The data is generated inside a while loop, creating a continuous flow of logs in the /opt/eventsim/output
folder. The fluentd agent is tailing the logs from this folder and sending these as packages of JSON files to S3 (or a compatible s3 storage like Minio). A sample of these files is located in 2023061719_20.json.
Each record contains the following information:
{
"artist": "Daryl Hall & John Oates",
"song": "Don't Hold Back Your Love",
"duration": 313.8869,
"ts": 1661129304330,
"sessionId": 20857,
"auth": "Logged In",
"level": "paid",
"itemInSession": 20,
"city": "Memphis",
"zip": "38135",
"state": "TN",
"userAgent": "Mozilla/5.0 (Windows NT 6.3; WOW64; Trident/7.0; rv:11.0) like Gecko",
"lon": -89.848559,
"lat": 35.238925,
"userId": 212,
"lastName": "Morgan",
"firstName": "Tenli",
"gender": "F",
"registration": 1655316754330
}
The max size of each JSON file is 3MB, this can be modified in the fluent.conf.
- Docker
- Docker compose plugin
This streaming simulator uses two services with docker-compose:
- Minio: It is an open source S3 compatible object storage. This service help us emulate the S3 behavior locally. This can be replaced for real S3 in AWS or another object storage.

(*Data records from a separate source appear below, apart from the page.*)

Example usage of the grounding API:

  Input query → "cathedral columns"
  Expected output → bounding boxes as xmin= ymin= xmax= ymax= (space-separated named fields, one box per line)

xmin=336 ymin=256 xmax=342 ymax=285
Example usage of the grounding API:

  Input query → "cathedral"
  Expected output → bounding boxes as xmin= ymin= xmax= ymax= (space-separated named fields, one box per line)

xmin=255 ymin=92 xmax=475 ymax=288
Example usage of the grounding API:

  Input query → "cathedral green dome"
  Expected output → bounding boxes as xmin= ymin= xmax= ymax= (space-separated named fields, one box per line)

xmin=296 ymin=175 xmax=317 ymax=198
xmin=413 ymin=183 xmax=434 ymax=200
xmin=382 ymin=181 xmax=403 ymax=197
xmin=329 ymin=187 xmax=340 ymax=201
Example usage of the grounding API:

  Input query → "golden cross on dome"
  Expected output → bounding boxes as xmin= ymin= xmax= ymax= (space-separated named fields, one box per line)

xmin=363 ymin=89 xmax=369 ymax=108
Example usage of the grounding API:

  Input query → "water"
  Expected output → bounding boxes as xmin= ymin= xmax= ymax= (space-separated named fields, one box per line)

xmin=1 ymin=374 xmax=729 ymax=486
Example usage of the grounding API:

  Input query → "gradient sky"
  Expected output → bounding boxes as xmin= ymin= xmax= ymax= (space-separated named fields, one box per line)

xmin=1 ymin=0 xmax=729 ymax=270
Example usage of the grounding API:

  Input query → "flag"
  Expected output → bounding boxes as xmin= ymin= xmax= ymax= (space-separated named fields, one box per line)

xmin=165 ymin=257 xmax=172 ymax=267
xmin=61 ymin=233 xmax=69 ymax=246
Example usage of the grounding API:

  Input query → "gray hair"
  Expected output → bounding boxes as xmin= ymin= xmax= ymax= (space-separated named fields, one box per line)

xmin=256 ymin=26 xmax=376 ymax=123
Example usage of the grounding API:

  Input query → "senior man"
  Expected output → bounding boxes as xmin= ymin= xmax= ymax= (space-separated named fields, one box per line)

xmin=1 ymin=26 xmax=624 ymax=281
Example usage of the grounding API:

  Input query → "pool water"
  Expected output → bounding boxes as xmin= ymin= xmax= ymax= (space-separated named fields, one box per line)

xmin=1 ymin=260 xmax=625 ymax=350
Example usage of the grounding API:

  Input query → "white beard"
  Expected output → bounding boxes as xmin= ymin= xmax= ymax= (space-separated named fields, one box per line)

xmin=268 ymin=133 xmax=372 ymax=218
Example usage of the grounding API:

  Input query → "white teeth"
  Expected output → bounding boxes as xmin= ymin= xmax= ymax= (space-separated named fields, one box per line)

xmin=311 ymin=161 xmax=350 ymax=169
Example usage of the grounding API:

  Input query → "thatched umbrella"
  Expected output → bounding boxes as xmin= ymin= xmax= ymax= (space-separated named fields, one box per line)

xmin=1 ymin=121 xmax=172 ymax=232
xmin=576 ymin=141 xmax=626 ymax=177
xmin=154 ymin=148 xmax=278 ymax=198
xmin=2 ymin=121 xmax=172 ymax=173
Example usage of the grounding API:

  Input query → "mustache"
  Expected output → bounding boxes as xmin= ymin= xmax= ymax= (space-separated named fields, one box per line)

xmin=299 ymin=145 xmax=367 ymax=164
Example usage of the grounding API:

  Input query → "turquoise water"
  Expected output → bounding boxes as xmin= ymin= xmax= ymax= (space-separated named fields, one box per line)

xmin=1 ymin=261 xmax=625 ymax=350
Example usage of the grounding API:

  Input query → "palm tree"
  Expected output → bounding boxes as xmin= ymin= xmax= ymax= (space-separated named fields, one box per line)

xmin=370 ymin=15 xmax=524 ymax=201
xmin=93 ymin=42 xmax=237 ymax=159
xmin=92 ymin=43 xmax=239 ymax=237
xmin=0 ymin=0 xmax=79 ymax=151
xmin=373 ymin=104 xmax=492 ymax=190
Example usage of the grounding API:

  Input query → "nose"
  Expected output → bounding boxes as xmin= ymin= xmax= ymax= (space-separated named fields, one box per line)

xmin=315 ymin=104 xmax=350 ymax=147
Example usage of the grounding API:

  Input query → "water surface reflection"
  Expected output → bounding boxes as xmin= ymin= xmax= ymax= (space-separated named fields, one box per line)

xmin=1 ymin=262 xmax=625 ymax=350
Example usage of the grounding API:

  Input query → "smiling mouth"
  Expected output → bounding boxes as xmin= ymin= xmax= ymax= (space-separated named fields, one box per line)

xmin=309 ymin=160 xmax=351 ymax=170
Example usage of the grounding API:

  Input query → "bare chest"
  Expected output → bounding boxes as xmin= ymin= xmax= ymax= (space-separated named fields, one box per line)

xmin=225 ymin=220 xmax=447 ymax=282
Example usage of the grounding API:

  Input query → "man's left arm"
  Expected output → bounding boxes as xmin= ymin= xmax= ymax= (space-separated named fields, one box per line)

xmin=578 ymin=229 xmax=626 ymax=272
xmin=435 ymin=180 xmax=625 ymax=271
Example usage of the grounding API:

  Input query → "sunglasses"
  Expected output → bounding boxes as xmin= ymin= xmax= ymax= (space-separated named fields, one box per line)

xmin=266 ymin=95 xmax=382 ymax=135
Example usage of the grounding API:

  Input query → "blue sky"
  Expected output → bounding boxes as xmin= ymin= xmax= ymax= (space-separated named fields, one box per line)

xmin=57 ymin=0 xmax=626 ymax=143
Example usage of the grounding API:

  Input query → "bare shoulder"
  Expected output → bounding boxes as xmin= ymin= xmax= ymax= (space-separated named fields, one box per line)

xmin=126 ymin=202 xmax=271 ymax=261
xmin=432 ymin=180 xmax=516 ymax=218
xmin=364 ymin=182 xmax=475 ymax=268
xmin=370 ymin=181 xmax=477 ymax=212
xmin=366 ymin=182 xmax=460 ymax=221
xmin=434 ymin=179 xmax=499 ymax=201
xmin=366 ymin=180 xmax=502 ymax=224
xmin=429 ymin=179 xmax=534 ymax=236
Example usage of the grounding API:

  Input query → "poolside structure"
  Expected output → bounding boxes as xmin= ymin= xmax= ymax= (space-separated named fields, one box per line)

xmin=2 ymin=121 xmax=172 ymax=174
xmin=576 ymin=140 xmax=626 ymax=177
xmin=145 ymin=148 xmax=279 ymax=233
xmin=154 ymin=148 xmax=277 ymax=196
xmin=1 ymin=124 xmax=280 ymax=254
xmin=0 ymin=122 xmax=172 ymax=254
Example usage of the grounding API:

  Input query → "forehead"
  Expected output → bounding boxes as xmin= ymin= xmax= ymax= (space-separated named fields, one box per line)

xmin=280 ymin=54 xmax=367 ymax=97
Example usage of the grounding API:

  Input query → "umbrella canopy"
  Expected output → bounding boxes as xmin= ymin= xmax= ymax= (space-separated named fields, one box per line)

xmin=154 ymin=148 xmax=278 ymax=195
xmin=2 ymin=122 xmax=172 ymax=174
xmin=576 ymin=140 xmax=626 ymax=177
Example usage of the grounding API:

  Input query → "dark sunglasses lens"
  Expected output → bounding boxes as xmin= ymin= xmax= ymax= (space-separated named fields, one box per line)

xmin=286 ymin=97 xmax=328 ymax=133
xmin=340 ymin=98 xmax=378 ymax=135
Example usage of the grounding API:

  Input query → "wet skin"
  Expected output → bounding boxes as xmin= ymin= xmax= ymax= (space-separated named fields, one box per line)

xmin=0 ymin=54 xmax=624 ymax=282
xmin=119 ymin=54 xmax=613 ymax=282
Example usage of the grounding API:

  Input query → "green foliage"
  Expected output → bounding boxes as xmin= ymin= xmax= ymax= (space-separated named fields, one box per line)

- Eventsim: This service is the one in charge to generate the simulated events and forward them to Minio as a Streaming Sink.
To run the streaming simulator just run:
docker compose up
The entrypoint.sh will initialize the Minio Bucket and start sinking all the data in the bucket de-streaming-test
and the path Raw/listen_events/
. The credentials to access the bucket are defined in minio.env, and it is possible to access via UI the bucket in http://localhost:9001 with the same credentials.
Kafka can be configured as sink, adding the output plugging configuration in fluent.conf
In the case that the preferred sink is the real S3 instead the compatible solution (Minio), the following parameters needs to be updated in fluent.conf with the proper credentials, bucket, and removing the s3_endpoint parameter.
aws_key_id minio_ak # The access key for Minio
aws_sec_key minio_sk # The secret key for Minio
s3_bucket de-streaming-test # The bucket to store the log data
s3_endpoint http://minio:9000/ # The endpoint URL (like "http://localhost:9000/")
Refer to the Fluentd documentation to configure additional sinks.